Using AI to give legal information: Comparing ChatGPT to JusticeBot

Hannes Westermann – Lead Researcher of the JusticeBot project (Cyberjustice Laboratory) and PhD Candidate (Université de Montréal)


ChatGPT, the new language model launched by OpenAI in November 2022, has captured the attention of the public and media alike. It is part of a class of increasingly powerful models known as large language models (LLMs), that are able to accomplish many different tasks. People have been able to use such models to accomplish a huge variety of tasks, including writing and explaining computer code,[1] writing short stories[2] and poetry,[3] drafting emails,[4] translating texts[5] and even emulating old computer systems.[6]

In March 2023, GPT-4 was launched, an even more powerful model, which can produce even more sophisticated texts, and analyze images. When given questions from the American bar exam, GPT-4 supposedly achieved a score that would put it in the top 10% of students.[7] OpenAI is also not the only company building these kinds of models – for example, both Microsoft[8] and Google[9] are exploring integrating similar language models in their search engines, to provide more relevant and personalized results.
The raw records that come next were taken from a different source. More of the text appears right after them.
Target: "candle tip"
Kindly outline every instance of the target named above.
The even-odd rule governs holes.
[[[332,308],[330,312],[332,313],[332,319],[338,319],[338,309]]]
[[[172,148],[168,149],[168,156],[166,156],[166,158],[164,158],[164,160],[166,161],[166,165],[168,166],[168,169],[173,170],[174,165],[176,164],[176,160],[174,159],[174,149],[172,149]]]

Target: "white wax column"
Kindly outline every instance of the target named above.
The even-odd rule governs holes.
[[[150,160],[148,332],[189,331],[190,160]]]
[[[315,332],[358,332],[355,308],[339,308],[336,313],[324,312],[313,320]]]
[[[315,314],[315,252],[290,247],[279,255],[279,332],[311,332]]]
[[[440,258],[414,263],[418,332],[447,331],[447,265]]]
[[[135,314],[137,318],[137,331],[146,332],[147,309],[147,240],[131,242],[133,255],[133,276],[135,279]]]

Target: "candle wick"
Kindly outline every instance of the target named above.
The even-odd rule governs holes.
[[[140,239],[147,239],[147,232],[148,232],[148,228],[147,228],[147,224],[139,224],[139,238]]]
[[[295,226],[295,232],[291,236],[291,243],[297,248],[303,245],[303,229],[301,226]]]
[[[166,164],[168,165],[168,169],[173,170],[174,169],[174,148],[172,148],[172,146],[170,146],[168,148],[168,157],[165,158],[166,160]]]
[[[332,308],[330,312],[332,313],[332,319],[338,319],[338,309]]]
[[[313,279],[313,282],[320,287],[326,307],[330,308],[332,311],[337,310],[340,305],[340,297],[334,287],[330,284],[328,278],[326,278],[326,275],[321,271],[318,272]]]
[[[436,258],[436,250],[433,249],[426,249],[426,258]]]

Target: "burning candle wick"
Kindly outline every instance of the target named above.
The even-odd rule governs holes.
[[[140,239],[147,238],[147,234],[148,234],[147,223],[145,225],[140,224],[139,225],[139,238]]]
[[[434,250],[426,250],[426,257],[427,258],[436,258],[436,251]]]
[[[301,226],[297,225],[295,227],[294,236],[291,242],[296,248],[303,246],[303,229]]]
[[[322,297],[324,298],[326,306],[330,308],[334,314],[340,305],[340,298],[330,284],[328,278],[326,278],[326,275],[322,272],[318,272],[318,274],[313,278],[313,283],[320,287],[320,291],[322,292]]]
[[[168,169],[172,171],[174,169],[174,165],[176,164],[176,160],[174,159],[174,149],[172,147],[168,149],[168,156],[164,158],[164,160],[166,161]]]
Of course, the interest in using such models in the legal domain is very high.[10] The legal domain is to a large extent based around text, which is well-suited to applying such models. A number of startups and research projects are aiming to explore how ChatGPT and co can be used in the legal domain. An interesting question is whether ChatGPT may be able to give answers to provide legal information to individuals, which could play an important role in increasing access to justice, as people would be able to ask their legal questions and receive information about their rights. At the same time, as we will explore, exposing language models such as ChatGPT directly to layperson users may not be the right approach, due to potential risks with hallucinated answers.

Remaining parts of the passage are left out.